De l'antique chapelle du Manoir dédiée à Saint Armel en 1329 et du non moins vénéré sanctuaire de Notre-Dame du Bout-du-Pont construit par Mgr de Chantemerle, vers 1427, auprès du pont de la Seiche, il ne reste plus de traces. Mais si l'on pénètre dans cette vieille demeure épiscopale les châtelains actuels du Manoir vous montrent avec courtoisie la chambre et le cabinet de saint Yves.

L'appartement qui porte ce nom n'offre rien de remarquable par lui-même, mais là mourut un de nos évêques les plus vertueux, celui que D. Lobineau, malgré son scepticisme, n'a pas craint lui-même d'appeler le Bienheureux Yves Mahyeuc.

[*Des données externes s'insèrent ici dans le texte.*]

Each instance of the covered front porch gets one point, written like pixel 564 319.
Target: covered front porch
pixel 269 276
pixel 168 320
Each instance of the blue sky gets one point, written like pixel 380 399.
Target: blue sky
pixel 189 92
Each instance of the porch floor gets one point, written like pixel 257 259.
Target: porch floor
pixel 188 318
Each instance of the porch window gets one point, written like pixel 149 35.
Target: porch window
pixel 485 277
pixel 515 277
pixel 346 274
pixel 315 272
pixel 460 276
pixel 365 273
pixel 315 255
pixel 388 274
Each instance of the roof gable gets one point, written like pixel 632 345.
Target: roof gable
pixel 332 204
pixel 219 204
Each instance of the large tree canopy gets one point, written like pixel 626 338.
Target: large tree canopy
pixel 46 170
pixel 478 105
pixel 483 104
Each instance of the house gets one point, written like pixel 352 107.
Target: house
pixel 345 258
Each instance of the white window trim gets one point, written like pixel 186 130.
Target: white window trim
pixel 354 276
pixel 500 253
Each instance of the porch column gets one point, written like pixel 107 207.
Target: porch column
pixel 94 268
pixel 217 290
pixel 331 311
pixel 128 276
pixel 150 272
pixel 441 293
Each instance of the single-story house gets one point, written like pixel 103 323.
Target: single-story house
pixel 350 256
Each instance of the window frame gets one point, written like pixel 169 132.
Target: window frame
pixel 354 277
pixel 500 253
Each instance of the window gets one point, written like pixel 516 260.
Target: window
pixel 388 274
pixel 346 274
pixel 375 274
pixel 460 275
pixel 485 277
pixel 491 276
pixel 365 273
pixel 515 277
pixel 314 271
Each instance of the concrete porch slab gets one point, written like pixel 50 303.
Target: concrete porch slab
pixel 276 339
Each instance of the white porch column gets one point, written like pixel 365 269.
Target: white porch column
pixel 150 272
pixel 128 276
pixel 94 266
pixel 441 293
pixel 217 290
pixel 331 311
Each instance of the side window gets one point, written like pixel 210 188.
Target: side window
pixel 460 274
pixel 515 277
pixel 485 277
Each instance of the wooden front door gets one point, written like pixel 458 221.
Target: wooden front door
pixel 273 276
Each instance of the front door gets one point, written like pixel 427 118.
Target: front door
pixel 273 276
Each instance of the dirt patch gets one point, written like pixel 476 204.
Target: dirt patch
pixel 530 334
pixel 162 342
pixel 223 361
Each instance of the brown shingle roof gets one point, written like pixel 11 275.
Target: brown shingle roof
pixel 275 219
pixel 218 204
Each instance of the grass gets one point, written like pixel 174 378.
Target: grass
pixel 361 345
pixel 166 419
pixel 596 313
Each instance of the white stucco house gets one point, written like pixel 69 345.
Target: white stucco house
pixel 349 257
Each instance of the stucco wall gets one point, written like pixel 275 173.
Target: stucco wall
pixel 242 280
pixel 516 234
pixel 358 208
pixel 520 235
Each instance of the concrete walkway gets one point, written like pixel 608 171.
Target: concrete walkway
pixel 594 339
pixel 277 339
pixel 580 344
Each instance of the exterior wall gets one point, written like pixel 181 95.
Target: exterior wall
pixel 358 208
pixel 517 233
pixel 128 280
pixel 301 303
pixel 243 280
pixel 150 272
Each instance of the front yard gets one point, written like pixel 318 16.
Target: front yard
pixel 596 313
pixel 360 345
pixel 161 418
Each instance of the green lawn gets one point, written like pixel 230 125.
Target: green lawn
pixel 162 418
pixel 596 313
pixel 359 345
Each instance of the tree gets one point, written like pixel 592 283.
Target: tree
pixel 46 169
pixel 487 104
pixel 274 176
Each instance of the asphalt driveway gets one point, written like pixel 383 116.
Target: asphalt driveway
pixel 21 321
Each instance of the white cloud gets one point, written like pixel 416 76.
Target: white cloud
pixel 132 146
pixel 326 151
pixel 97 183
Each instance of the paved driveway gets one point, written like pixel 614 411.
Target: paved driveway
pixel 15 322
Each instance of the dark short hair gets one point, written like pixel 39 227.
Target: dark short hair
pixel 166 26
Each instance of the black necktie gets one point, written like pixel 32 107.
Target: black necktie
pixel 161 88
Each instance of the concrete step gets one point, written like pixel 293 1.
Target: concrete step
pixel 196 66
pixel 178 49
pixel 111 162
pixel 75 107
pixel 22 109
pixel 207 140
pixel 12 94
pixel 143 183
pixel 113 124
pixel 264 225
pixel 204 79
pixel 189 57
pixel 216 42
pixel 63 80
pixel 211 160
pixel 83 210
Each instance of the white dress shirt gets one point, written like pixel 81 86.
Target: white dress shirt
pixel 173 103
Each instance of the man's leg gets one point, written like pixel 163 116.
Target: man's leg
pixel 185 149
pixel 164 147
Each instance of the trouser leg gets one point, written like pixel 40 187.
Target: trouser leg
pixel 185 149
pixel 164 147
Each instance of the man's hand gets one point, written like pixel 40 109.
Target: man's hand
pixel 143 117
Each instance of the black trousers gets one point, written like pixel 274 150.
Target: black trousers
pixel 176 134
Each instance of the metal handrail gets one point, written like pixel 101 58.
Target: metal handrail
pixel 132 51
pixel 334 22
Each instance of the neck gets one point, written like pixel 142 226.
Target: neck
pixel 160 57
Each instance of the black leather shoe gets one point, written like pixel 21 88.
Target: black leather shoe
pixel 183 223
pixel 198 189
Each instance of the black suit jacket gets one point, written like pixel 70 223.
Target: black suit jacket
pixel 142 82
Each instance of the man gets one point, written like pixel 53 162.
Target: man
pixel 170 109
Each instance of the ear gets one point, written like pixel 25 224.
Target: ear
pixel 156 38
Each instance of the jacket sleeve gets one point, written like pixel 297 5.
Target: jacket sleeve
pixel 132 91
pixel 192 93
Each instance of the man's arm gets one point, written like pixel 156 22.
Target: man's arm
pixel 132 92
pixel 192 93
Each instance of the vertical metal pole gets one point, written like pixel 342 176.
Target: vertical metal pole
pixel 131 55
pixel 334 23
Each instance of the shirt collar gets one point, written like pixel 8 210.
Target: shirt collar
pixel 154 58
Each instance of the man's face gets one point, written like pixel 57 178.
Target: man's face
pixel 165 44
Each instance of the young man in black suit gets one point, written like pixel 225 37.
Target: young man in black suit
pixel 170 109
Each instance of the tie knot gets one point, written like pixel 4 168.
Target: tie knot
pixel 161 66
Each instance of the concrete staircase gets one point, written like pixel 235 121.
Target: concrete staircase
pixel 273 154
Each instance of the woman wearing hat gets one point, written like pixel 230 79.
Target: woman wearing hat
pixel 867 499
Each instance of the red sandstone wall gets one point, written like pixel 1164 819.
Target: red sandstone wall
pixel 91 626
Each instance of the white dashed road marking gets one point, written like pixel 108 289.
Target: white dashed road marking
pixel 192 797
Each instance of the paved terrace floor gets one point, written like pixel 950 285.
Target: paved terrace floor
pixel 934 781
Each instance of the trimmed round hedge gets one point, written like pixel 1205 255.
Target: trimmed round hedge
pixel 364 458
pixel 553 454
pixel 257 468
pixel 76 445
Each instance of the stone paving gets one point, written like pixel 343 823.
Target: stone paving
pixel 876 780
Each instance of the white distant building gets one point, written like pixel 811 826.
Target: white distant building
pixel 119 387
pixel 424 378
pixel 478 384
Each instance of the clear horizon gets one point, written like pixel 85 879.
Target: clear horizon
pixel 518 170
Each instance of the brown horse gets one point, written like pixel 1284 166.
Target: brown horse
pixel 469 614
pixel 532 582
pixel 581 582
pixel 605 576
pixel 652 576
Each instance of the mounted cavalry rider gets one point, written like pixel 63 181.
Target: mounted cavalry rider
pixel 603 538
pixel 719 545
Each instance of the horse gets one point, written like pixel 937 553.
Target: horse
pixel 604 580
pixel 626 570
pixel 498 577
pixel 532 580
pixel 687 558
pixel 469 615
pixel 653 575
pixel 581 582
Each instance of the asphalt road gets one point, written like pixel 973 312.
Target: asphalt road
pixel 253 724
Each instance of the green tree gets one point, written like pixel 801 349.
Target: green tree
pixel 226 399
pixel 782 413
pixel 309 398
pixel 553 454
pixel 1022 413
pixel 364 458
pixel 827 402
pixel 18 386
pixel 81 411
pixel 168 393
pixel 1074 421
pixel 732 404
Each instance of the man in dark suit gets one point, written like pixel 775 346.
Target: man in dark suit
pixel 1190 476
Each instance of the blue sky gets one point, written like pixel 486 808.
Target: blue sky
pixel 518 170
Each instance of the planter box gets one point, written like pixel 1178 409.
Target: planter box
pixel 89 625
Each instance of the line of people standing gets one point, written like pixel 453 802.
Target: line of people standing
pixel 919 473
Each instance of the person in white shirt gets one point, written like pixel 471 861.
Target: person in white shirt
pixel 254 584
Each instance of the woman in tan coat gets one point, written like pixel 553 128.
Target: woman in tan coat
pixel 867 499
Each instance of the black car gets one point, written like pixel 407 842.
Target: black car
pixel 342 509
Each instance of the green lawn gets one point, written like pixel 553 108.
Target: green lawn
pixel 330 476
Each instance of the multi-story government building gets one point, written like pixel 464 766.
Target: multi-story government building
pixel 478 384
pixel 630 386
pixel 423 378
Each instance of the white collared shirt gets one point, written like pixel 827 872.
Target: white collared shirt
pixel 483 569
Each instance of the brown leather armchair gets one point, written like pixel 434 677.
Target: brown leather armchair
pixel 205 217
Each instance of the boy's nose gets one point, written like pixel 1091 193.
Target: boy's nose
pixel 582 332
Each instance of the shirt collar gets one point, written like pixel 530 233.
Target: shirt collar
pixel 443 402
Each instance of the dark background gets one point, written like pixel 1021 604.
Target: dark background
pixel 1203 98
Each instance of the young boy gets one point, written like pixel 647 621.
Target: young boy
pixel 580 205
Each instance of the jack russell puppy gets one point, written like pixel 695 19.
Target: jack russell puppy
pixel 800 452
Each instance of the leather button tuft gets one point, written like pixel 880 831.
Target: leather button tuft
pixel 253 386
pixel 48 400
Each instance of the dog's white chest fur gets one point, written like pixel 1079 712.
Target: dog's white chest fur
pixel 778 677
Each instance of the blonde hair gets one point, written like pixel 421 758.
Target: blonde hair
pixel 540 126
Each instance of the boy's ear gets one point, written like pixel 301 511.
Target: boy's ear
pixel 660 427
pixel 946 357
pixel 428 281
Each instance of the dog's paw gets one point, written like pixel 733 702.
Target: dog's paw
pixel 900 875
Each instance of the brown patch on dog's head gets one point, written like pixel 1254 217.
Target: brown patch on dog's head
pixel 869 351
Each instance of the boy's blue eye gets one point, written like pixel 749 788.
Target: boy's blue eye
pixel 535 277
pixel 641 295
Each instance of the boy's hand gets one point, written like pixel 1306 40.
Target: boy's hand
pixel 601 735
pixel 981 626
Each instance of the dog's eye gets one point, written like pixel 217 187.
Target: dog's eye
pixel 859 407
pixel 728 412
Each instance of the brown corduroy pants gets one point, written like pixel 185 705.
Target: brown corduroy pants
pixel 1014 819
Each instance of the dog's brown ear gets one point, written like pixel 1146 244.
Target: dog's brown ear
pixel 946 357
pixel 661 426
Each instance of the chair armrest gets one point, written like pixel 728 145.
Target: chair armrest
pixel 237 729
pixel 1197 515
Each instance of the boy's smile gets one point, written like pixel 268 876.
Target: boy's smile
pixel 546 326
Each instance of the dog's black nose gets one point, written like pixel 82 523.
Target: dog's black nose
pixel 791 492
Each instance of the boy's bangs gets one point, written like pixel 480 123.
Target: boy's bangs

Né en 1462, à Plouvorn, au diocèse de Léon, d'une famille d'honnêtes marchands, Yves Mahyeuc embrassa la vie religieuse dans le couvent des Dominicains de Morlaix, et fut envoyé par ses supérieurs à celui de Bonne-Nouvelle de Rennes. Ce fut alors qu'il devint le confesseur d'Anne de Bretagne, et plus tard des rois Charles VIII et Louis XII. Cet emploi le conduisit, malgré ses résistances, à l'évêché de Rennes, dont le Pape Jules II lui donna les provisions le 29 janvier 1507. Devenu évêque, Yves Mahyreuc ne changea rien à sa manière de vivre et conserva l'habit de saint Dominique. En souvenir de la Passion de N.-S. — dit Albert Le Grand, — il blasonna son écu d'argent à trois hermines de sable, 2, 1, au chef d'or chargé de trois couronnes d'épines de Sinople. D. Morice nous a conservé le sceau de ce saint prélat : il est rond et porte un écusson aux armes ci-dessus, timbré d'une crosse posée en pal derrière l'écu, et d'une mitre dont les fanons flottent ; légende : SIGILLUM R. P. D. IVONIS EPISCOPI REDON.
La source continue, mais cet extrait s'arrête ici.